Seconda sezione 24 aprile 2019, n. 17535/2019 ricorrente: c. confisca.

Confisca per equivalente- Reati tributari- Importo delle sanzioni-  Esclusione.

In tema di reati tributari, il valore assoggettabile alla confisca per equivalente è costituito dal risparmio economico derivante dalla sottrazione degli importi evasi alla loro destinazione fiscale, che costituisce profitto del reato di omesso versamento dell’IVA di cui all’art. 10-ter d.lgs. n. 74 del 2000, e non può avere ad oggetto le sanzioni dovute a seguito dell’accertamento del debito. In altri termini, nei reati dichiarativi, connotati dall’evasione di imposta, o nei reati di omesso versamento, la sanzione tributaria rientra nel concetto non di “profitto”, ma di “costo” del reato, che trova origine nella commissione dello stesso e, di conseguenza, la commisurazione della confisca anche sull’importo della sanzione tributaria deve ritenersi illegittima dovendo il profitto essere individuato nella sola imposta evasa: il solo risparmio che ottiene il contribuente infedele.

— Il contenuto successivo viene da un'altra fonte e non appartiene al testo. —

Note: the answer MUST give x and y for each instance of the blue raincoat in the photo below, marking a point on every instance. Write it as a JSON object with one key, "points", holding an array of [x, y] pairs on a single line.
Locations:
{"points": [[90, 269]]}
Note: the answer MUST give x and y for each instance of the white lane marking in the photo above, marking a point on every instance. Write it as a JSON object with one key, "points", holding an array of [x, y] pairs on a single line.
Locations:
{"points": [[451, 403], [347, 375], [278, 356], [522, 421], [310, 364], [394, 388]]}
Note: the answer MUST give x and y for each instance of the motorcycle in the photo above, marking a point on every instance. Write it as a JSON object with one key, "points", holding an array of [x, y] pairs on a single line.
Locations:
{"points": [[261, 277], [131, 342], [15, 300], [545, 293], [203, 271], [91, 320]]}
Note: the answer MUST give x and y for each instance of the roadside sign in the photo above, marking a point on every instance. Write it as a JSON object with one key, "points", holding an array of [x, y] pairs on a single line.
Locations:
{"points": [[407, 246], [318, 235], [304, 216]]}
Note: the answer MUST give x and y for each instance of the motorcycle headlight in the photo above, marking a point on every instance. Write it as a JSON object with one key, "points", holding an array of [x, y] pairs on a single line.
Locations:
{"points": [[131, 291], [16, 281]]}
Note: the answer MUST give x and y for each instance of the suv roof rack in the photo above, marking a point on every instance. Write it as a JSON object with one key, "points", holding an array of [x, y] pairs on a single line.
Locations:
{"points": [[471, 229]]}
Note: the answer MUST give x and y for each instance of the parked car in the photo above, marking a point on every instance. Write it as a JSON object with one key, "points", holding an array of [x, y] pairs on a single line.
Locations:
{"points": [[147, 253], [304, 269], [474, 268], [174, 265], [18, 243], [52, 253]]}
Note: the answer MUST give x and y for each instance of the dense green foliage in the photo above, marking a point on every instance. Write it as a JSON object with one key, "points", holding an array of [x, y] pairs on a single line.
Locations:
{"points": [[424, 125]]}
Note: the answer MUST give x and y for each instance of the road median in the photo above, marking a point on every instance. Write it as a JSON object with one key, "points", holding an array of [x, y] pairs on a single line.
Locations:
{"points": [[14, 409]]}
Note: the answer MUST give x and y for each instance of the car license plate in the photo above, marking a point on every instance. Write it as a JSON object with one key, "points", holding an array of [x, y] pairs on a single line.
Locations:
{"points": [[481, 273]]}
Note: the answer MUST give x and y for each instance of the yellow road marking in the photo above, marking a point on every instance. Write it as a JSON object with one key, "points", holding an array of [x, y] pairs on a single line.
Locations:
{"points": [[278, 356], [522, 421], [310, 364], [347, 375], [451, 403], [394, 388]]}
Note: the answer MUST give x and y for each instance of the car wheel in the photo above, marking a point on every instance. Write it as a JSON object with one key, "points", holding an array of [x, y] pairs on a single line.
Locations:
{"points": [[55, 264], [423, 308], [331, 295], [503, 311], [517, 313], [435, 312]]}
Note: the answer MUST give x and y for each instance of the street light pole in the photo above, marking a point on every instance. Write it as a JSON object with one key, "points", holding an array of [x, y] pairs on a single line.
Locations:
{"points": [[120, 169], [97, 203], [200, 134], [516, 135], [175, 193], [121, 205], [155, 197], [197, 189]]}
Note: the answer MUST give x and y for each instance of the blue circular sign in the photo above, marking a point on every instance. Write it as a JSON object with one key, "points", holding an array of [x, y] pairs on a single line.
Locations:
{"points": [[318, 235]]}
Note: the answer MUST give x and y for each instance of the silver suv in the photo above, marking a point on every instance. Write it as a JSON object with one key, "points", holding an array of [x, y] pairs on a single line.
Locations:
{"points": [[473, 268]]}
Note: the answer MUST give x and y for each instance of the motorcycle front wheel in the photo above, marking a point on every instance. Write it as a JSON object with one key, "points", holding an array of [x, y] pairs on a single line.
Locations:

La pronunzia si pone nel solco dell’indirizzo consolidato: cfr. Sezione Terza, n. 28047/17, CED 270429. Solo apparente è il contrasto con Sezioni Unite, n. 18374/13, CED 255036 secondo cui il profitto confiscabile può anche consistere nel mancato pagamento delle sanzioni dovute a seguito dell’accertamento del debito tributario. Tale principio è stato infatti affermato in relazione alla peculiare figura delittuosa di cui all’art. 11 del d.lgs. n. 74 del 2000- sottrazione fraudolenta al pagamento delle imposte- rispetto a cui, una volta maturati interessi e sanzioni, l’attività distrattiva dei beni, finalizzata a rendere infruttuosa la procedura di riscossione, comporta un “risparmio di spesa” che concerne anche tutti gli accessori esigibili dal fisco.